Da Jan leider keine gefunden hat, haben wir seine nassen Füße in einem Kaffee gewärmt und sind durch möglichst viele Läden gebummelt. Dabei stießen wir auch auf diese genialen Rennschlitten, wer wäre da nicht gerne wieder Kind?
Nach Bergen hat es uns dann aber wirklich mit dem schlechten Wetter gereicht und wir sind seit langem Mal wieder ein paar mehr Kilometer am Stück gefahren. Schnurrstracks Richtung Oslo. Ok, ein paar Tage haben wir doch gebraucht...Der viele Regen hatte jedoch einen Vorteil. Die zahlreichen Wasserfälle entlang der Strecke waren noch beeindruckender.
Unter diesem Prachtexemplar von Wasserfall konnte man sogar durchlaufen.
Wir haben auch die letzte Möglichkeit zum Angeln im Fjord genutzt, aber leider wollte diesmal nichts anbeißen, obwohl auch ich die Angelrute geschwungen habe.
Und dann endlich war es soweit, wir waren noch nicht in Oslo, aber die Sonne kam endlich raus! Sofort hat sich unsere Stimmung mit aufgehellt und auch Ludwig konnte mal wieder so richtig trocknen!
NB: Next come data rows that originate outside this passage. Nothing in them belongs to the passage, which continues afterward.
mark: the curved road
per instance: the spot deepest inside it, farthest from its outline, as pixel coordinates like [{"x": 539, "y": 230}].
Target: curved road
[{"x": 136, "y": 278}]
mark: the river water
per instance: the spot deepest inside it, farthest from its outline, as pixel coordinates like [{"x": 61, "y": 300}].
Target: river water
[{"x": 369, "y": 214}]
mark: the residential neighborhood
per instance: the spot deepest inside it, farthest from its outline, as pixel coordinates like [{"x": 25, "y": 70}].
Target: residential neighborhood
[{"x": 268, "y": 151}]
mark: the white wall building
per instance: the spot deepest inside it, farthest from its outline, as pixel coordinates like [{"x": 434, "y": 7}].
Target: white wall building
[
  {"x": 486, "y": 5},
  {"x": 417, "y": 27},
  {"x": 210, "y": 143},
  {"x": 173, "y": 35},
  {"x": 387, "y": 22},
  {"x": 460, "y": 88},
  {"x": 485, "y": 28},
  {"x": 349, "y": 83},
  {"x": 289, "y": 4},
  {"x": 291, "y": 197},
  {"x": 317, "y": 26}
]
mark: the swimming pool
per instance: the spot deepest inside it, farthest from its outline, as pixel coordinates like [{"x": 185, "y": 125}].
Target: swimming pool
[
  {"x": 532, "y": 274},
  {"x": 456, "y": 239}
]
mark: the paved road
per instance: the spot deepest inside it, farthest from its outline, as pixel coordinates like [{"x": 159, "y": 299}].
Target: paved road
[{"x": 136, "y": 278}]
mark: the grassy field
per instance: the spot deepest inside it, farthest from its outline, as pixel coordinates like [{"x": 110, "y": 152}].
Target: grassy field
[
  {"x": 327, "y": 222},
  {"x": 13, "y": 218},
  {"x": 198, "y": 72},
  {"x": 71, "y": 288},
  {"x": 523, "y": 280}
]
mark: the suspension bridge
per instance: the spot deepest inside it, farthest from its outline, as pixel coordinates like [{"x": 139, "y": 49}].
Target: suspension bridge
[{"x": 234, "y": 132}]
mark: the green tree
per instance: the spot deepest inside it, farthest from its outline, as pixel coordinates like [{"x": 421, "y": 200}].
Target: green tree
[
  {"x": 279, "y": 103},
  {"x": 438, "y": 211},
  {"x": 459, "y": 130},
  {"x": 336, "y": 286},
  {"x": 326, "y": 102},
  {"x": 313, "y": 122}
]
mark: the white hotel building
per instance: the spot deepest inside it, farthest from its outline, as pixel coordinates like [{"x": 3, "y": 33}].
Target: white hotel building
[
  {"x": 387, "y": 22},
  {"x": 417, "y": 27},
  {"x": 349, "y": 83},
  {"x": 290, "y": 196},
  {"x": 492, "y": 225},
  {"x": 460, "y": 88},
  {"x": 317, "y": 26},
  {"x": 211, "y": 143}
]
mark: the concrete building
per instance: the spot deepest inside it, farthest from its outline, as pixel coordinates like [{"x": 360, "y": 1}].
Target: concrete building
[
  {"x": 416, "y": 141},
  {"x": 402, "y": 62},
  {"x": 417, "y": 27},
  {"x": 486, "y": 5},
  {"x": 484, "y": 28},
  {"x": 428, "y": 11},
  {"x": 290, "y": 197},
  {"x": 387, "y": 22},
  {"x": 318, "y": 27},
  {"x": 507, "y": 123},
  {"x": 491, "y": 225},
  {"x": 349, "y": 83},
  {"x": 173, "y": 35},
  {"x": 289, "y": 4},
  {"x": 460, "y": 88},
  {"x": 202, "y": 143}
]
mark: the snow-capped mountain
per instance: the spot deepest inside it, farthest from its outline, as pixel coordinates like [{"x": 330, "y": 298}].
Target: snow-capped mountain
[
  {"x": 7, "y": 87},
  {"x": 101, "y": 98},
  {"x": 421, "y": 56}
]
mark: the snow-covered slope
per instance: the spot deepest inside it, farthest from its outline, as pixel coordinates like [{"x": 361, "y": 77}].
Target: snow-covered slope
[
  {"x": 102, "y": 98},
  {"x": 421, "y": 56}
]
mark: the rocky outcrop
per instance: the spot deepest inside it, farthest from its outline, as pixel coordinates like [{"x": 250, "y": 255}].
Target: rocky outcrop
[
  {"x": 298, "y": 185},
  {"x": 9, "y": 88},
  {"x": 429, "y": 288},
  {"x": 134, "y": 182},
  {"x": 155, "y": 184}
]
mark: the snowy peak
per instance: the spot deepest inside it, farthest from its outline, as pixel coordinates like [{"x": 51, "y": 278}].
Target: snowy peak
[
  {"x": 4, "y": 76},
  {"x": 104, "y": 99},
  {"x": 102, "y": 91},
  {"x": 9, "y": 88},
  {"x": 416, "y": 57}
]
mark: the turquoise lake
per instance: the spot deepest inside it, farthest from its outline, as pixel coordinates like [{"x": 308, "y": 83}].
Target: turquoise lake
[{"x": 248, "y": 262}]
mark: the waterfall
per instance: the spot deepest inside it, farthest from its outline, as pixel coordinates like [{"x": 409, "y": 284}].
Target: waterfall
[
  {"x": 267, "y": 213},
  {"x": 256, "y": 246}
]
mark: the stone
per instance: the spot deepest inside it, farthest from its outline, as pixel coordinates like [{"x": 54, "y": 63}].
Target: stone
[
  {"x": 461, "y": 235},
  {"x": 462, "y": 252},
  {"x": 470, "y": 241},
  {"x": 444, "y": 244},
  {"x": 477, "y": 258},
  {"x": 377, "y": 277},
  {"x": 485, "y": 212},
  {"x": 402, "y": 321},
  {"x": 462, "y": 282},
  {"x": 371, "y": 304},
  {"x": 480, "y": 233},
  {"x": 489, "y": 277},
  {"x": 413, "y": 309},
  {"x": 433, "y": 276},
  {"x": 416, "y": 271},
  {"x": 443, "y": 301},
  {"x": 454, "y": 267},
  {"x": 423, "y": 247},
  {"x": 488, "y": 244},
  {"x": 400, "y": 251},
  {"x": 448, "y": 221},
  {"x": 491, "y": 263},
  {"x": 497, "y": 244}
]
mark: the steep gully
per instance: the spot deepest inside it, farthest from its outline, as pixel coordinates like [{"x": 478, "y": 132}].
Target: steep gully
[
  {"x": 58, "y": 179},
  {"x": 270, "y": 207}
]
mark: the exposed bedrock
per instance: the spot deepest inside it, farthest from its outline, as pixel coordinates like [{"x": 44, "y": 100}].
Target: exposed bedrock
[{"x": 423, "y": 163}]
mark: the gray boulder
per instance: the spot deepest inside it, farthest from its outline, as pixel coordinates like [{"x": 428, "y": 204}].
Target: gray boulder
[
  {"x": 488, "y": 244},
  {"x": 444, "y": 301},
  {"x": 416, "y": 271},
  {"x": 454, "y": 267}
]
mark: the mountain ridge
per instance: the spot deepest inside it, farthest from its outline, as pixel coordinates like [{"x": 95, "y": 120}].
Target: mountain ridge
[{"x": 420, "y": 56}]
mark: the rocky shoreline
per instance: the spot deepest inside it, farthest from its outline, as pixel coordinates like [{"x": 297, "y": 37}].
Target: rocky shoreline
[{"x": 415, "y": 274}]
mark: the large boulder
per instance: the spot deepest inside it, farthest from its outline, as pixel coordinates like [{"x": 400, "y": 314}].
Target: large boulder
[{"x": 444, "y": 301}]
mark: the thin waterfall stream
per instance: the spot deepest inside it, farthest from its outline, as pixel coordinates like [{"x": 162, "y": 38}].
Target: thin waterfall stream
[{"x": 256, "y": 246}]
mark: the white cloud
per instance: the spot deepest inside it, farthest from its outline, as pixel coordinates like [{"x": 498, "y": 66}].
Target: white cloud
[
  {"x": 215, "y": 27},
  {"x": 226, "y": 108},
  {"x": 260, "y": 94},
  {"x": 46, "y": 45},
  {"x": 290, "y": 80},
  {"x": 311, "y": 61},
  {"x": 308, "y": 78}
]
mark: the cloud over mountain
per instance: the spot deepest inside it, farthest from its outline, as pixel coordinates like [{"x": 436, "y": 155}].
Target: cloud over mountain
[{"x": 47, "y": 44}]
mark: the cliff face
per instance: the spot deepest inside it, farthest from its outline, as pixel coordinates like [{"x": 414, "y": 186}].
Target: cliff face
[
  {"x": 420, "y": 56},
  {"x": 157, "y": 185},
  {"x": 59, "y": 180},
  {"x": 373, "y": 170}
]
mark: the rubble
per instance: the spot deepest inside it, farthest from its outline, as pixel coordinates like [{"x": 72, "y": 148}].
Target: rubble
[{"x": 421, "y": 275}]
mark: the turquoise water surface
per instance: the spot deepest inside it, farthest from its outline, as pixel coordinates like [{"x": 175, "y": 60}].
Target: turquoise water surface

Mittlerweile sind auch hier oben im Norden die Beeren reif und so gibt es eigentlich täglich frisch gepflügte Beeren. Wir haben dann das absolute Heidelbeerparadies entdeckt und ganze drei Liter gesammelt!
Auch Johannisbeeren haben jetzt Saison, welche wir am liebsten eingeschlossen in Pancakes essen.
Zur Krönung beginnen dank des feuchten Wetters nun die Pilze aus dem Boden zu sprießen und so haben wir neben Steinpilzen, auch leckere Pfifferlinge gefunden.
Kurz vor Oslo haben wir uns dann noch mit Paul getroffen. Den Kontakt haben wir unterwegs von T3-Reisenden bekommen. Welch ein Glück! Denn Paul hat eine der größten Ersatzteilsammlungen für T3s und selber über 30 von den Bussen. Wir sind mit ihm zusammen zu seiner Garage gefahren und haben nicht schlecht gestaunt. Chaos pur, aber so ist das nunmal mit den Bastlern.
Dafür hat er uns noch hilfreiche Tipps zu unserem Bus gegeben und wir haben mal wieder viel dazu gelernt. Und als besonderes Schmankerl hat Ludwig nun vier schicke Radkappen!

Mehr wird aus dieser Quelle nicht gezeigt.